On closer inspection of the solder joints, the wetting and
contact angles seemed fine. The ceramic component body
has a different thermal expansion coefficient to the other
materials present, so suspicion then shifted to thermal
fatigue in the joint

5. The Solution
Through cross-sectional analysis and high magnification electron microscopy,
ITRI Innovation was able to identify that the soldering and the joint was fine,
but that there was a clear crack within the ceramic body of the component that
would account for the issues encountered.

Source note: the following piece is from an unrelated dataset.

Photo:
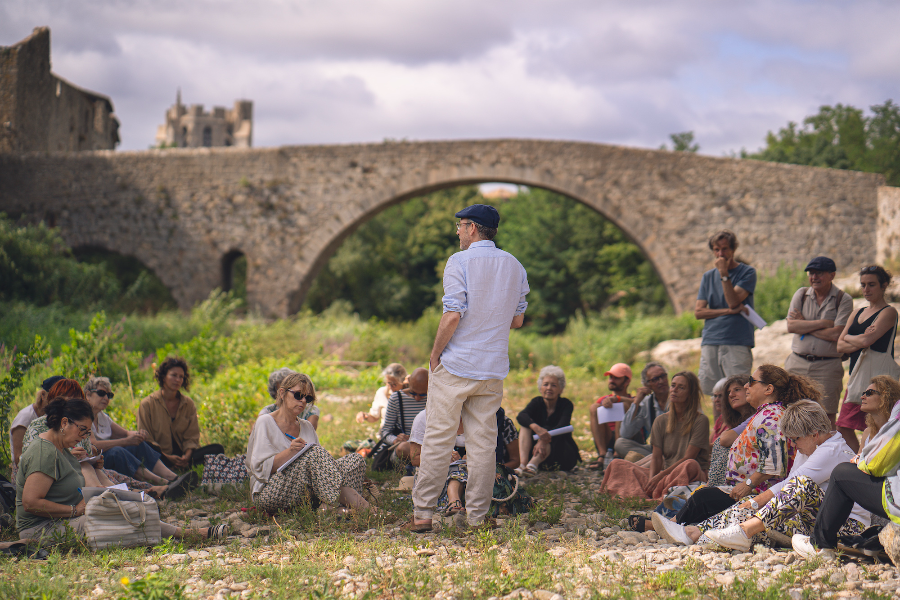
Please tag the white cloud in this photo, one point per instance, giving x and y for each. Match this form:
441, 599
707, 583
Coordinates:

The PCB is encapsulated in a potting compound during assembly, and
examining pre- and post-potted samples revealed that the cause of the issue
was not the soldering process or in-service conditions of the product, but
rather the curing action of the potting compound which caused the board to
bow slightly, thereby introducing mechanical stresses to the component.

6. The Outcome
The replacement of the potting compound with one that had different curing
characteristics eliminated the mechanical stresses applied to the board and the solder
joints.
 A benchmarking exercise was carried out to identify a potting compound that
exhibited less shrinkage
 Soldered joints from chip components on assembled boards produced with the
different potting material were assessed to find presence of the component body
cracking
 Once candidate potting compounds were shortlisted, the assembled parts were then
environmentally tested through thermal cycling, salt spray and vibration to ensure that
the potting compounds also provided adequate in-service protection to the board
The use of the new potting compound has meant that chip capacitors now continue to
work on the board, with no reported failures since.